人の目を気にしなくていい。嫌われないかと怯え続けなくていい。
高熱でふらふらでも、酒臭い兄の肩を揉まされることもない。
これからは――自分が楽しいかどうか、それだけでいい。
安田歌子はソファに寝転び、息をついた。
その時、スマホがぶるぶると震える。視界の端に、画面で跳ねる名前が見えた。
陸原吉弘。
安田歌子の唇が、嘲るようにわずかに弧を描く。
十年以上、愛した男だ。
沈村家に引き取られる前から付き合っていた。彼こそ自分を一番理解してくれる人だと信じていた。

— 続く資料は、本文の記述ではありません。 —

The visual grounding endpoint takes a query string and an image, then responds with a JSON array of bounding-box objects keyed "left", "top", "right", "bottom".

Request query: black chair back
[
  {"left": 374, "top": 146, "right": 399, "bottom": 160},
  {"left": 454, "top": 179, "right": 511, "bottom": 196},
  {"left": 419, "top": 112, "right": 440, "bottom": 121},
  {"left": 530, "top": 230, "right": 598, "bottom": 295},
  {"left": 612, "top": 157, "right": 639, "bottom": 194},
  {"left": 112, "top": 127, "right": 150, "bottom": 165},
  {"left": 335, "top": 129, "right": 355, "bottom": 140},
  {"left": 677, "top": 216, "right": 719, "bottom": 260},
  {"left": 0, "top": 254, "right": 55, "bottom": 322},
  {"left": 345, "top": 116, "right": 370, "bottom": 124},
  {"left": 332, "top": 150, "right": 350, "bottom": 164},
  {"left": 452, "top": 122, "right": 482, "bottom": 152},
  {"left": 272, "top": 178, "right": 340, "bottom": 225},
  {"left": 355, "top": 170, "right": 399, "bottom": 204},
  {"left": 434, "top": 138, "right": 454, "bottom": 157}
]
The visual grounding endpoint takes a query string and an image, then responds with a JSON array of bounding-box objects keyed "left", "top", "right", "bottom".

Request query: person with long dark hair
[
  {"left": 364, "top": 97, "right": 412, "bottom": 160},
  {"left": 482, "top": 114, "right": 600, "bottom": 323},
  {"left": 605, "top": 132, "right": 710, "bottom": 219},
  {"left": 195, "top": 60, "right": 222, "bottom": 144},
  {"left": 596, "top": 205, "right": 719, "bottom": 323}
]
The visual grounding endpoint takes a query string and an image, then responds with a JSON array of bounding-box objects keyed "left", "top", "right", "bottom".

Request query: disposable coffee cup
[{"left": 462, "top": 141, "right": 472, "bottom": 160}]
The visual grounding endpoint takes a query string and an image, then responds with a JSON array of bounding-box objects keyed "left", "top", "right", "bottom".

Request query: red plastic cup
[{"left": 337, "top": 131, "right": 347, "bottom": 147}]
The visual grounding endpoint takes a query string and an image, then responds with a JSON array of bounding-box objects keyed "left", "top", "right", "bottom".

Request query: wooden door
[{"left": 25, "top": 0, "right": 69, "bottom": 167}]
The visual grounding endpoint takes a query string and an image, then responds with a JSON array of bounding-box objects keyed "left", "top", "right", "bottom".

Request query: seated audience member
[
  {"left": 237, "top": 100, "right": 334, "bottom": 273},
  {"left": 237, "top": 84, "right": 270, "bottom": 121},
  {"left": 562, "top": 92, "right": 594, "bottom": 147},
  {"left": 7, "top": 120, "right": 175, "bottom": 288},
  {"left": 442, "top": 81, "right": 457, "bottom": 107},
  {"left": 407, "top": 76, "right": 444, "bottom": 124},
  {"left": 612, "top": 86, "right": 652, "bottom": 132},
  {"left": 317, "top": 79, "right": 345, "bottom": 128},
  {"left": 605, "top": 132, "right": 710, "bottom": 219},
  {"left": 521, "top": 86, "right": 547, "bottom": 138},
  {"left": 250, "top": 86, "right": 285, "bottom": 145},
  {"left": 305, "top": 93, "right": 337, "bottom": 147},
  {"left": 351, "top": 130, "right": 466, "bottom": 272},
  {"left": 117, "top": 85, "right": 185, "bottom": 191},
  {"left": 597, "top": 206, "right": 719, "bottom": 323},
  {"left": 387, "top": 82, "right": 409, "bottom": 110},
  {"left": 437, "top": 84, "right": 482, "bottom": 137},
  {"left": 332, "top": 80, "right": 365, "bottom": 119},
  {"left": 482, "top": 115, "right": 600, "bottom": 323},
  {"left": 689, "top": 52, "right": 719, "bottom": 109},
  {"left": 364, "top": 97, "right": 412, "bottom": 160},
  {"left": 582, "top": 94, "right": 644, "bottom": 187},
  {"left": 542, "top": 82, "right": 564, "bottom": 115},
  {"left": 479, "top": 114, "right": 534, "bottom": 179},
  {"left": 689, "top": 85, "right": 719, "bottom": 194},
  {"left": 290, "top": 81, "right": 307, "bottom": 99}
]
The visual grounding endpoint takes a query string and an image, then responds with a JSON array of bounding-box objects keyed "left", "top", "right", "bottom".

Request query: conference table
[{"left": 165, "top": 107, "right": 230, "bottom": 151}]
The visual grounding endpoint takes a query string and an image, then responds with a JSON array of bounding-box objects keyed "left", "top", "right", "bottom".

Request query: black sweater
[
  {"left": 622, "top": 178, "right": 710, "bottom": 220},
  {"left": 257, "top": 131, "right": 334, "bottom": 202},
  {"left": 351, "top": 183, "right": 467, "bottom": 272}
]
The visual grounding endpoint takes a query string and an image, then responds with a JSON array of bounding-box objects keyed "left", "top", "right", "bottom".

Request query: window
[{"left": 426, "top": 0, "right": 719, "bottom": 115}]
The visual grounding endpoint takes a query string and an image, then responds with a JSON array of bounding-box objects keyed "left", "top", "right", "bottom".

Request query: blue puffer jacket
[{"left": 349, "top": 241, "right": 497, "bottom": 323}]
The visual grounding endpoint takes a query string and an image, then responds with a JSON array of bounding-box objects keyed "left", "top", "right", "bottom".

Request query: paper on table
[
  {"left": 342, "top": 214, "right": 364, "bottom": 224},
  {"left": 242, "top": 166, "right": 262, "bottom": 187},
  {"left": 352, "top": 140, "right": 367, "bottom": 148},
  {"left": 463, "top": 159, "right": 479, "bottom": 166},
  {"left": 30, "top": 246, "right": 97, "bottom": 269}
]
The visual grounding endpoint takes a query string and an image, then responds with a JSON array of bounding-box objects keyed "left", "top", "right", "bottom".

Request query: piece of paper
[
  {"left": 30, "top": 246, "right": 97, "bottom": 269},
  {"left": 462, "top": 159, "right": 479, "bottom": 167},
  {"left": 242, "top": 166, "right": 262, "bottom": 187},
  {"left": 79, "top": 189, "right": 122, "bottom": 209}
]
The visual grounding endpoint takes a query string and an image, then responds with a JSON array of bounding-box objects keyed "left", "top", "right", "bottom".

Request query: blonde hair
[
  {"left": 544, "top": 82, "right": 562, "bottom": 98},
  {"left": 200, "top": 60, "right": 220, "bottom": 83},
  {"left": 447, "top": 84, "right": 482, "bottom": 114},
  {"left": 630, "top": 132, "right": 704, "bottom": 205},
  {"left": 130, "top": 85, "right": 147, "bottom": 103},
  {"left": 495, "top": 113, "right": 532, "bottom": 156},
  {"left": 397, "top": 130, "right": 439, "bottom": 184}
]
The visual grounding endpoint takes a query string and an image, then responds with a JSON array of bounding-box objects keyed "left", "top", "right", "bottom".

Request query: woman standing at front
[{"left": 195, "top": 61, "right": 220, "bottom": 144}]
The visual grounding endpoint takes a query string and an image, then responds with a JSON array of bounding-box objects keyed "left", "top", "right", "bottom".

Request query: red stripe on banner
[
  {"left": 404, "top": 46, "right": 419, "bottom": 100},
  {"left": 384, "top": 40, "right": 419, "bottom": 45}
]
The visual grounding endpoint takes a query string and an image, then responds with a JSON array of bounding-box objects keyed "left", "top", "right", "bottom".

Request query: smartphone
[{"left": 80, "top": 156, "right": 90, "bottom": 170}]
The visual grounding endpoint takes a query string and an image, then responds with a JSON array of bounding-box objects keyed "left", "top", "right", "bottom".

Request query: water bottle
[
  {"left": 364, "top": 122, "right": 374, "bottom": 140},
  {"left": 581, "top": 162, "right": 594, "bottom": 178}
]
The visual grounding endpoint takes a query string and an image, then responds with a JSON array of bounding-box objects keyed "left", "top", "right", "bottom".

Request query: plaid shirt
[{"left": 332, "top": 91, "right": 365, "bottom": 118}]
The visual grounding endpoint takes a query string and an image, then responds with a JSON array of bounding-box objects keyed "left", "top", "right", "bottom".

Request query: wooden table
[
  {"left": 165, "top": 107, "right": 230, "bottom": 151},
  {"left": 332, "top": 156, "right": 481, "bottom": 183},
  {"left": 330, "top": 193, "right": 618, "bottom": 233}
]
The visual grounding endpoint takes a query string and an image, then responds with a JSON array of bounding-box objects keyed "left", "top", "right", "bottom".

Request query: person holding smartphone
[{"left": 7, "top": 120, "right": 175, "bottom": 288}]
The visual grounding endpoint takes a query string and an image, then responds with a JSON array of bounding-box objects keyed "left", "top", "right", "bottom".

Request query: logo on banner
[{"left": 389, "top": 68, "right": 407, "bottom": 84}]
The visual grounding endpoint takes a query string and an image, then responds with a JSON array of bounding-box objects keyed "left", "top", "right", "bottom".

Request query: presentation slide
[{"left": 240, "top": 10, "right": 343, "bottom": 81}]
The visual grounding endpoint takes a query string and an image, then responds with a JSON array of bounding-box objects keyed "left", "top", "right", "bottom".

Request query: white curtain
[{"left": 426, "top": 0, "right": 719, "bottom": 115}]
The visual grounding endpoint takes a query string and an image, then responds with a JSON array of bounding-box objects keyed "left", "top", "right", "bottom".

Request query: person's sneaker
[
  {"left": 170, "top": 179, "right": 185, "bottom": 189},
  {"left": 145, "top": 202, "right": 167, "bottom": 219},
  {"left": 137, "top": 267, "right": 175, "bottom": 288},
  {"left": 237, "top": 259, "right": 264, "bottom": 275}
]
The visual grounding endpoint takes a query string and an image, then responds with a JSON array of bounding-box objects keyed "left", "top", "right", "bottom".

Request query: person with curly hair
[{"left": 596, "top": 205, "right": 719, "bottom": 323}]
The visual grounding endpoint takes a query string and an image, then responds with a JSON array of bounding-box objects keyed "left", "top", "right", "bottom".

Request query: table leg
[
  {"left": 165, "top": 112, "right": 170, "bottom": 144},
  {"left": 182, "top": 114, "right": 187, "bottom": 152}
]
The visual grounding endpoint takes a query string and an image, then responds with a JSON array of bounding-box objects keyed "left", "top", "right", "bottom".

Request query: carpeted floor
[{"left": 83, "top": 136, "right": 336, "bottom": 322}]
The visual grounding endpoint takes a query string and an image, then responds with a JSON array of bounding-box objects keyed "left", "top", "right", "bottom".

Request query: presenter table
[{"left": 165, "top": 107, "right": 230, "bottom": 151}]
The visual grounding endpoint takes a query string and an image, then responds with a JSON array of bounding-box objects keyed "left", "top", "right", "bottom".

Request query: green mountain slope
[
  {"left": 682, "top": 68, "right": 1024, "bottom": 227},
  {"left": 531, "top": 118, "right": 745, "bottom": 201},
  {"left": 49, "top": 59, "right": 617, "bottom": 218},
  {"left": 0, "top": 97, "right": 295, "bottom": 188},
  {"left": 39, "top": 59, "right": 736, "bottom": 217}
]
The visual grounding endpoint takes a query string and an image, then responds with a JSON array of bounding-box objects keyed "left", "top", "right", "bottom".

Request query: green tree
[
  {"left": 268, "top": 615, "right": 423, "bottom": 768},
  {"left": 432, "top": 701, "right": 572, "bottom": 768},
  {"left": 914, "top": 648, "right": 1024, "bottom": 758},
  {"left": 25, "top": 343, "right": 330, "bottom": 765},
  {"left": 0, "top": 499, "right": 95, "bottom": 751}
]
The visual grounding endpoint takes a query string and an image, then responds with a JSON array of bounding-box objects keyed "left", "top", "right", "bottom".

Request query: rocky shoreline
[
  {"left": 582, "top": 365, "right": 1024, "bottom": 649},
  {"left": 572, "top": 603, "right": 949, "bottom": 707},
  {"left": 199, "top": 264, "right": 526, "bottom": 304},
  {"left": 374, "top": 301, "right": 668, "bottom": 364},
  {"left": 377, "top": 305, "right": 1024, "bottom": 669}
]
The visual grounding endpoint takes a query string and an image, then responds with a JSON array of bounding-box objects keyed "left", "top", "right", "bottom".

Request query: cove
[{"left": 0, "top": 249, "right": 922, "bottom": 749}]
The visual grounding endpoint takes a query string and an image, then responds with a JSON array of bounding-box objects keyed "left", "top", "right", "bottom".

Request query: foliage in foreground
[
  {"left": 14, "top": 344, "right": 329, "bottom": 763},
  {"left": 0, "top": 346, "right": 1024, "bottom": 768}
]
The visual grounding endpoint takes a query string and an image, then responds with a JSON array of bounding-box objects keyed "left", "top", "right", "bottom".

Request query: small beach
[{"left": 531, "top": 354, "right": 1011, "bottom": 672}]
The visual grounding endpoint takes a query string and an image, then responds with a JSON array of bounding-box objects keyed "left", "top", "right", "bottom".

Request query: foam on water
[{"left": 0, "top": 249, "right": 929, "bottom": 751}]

一緒に学校へ行き、料理をし、広い海辺で一晩中星を眺めた。
――前世。死ぬ直前のあの瞬間。
婚約者だった陸原吉弘が、別の女へ駆け寄るのを、彼女ははっきりと見た。
生き直せるのなら、もう同じ過ちは繰り返さない。
安田歌子は通話ボタンを押す。瞳は凪いだまま。